Now Barron is competing in wheelchair basketball and hand-cycling with more than 300 injured Marines, veteran and allies in the 2012 Marine Corps Trials.

Barron sat down with us for a few minutes to share his perspective on a life very unique for a 22-year-old.

What were your thoughts when you were first injured?

I thought I was going to be in a wheelchair for the rest of my life because I had no idea they had high-tech prosthetics and stuff like that. When I got to the Naval Hospital in San Diego they introduced me to the C-leg and they fitted me for a prosthetic. As soon as I got it, I started walking. It was a little hard, but after a while I got used to the socket and used to the pain. Eventually the pain went away and from there I started walking.

 Has it been difficult coping with your injuries?

It hasn’t been that bad because I have friends who are worse off. Every time I look at them I think, I lost one limb and they lost three limbs. That kind of motivates me to keep going.

Did you think you would be where you are today?

No, not really. I took shrapnel to my right eye, too. I was blind for the first two months and I thought I was never going to see. I never thought I would be where I am right now: playing wheelchair basketball and being independent.

How does it feel to be able to play competitive sports again?

It feels like I can move on from my injuries and still do the same things I used to do, but in a wheelchair. Even if I can’t ride a stand-up bike, I can ride a hand-cycle. Even if I can’t play basketball on my two legs, I can play in a wheelchair. It’s kind of the same competition for me.

Do you feel wounded?

Not really. You know what? I don’t feel wounded. I still do everything I used to do. Here and there I’ll complain, but just to myself. I don’t really feel wounded at all.

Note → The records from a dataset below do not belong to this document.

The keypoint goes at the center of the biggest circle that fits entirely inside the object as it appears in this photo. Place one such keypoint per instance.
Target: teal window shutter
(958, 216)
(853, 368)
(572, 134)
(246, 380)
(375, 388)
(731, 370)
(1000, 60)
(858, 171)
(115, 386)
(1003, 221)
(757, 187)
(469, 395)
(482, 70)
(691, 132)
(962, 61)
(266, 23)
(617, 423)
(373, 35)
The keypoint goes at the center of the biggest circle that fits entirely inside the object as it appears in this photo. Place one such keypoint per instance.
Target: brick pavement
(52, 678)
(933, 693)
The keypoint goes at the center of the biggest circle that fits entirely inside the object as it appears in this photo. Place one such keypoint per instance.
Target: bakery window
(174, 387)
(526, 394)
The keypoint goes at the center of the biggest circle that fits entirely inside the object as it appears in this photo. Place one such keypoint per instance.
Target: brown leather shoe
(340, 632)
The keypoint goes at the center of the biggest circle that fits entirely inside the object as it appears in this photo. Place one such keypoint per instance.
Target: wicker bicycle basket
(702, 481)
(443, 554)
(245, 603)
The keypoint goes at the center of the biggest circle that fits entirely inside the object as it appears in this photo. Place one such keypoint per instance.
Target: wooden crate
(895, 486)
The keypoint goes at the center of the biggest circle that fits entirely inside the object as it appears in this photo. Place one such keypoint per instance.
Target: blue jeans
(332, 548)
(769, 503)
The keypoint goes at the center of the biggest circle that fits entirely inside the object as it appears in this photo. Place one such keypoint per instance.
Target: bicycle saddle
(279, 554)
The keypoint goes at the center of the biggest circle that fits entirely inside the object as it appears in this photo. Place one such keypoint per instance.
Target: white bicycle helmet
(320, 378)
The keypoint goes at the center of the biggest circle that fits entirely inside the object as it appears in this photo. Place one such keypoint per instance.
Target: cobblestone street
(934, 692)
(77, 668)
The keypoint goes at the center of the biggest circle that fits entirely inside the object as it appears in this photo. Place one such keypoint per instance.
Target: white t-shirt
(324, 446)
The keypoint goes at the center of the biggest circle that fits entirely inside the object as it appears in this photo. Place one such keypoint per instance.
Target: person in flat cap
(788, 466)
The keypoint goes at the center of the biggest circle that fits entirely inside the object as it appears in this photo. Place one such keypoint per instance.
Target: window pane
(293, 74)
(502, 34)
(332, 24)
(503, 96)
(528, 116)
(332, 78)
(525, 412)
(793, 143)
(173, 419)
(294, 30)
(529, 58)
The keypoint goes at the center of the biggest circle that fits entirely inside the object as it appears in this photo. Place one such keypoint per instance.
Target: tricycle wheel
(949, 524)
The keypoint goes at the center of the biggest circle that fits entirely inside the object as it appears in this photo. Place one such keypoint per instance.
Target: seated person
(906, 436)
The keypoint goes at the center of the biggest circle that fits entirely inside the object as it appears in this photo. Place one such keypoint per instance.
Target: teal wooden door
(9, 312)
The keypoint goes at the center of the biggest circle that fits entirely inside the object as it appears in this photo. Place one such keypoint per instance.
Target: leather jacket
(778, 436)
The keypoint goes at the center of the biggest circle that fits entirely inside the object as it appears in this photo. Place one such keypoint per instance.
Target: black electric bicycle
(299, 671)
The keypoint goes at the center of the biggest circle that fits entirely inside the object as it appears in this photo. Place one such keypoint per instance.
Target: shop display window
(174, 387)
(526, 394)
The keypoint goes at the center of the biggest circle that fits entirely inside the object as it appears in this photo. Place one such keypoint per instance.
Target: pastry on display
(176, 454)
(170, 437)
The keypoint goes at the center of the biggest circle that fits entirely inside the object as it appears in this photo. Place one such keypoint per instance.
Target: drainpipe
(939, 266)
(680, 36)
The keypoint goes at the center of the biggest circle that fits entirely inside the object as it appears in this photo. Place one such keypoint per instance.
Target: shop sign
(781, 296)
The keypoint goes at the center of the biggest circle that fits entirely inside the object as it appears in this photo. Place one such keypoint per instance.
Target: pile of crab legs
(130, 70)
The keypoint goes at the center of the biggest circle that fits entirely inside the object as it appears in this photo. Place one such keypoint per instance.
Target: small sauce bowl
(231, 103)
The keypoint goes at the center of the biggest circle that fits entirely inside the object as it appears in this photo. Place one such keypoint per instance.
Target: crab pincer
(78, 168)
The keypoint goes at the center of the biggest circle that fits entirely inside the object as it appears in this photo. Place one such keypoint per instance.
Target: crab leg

Do you feel that you have gotten close with other Wounded Warriors?

When you’re a Marine, you’re not going to be with the Marines in your platoon for the rest of your life. But with these guys, they’re all amputees and you know your leg is not going to grow back, so all of you are going to be amputees for the rest of your life. That’s what keeps us together. I’m pretty sure we’re going to stay close for the rest of our lives.

 What are your hopes for the future?

Maybe just start a family and continue with wheelchair basketball because that’s what I want to do. Hopefully, I’ll make it to the Paralympics, too.

 What does it mean for you to be a member of 3rd Battalion, 5th Marine Regiment? Why the logo on the eye and leg?

I’m proud to say I was with 3/5. It means a lot. There are a lot of tough guys in 3/5 and they trained us well. I lost a lot of friends, but for all of them, it was worth it. I’m proud of where I come from.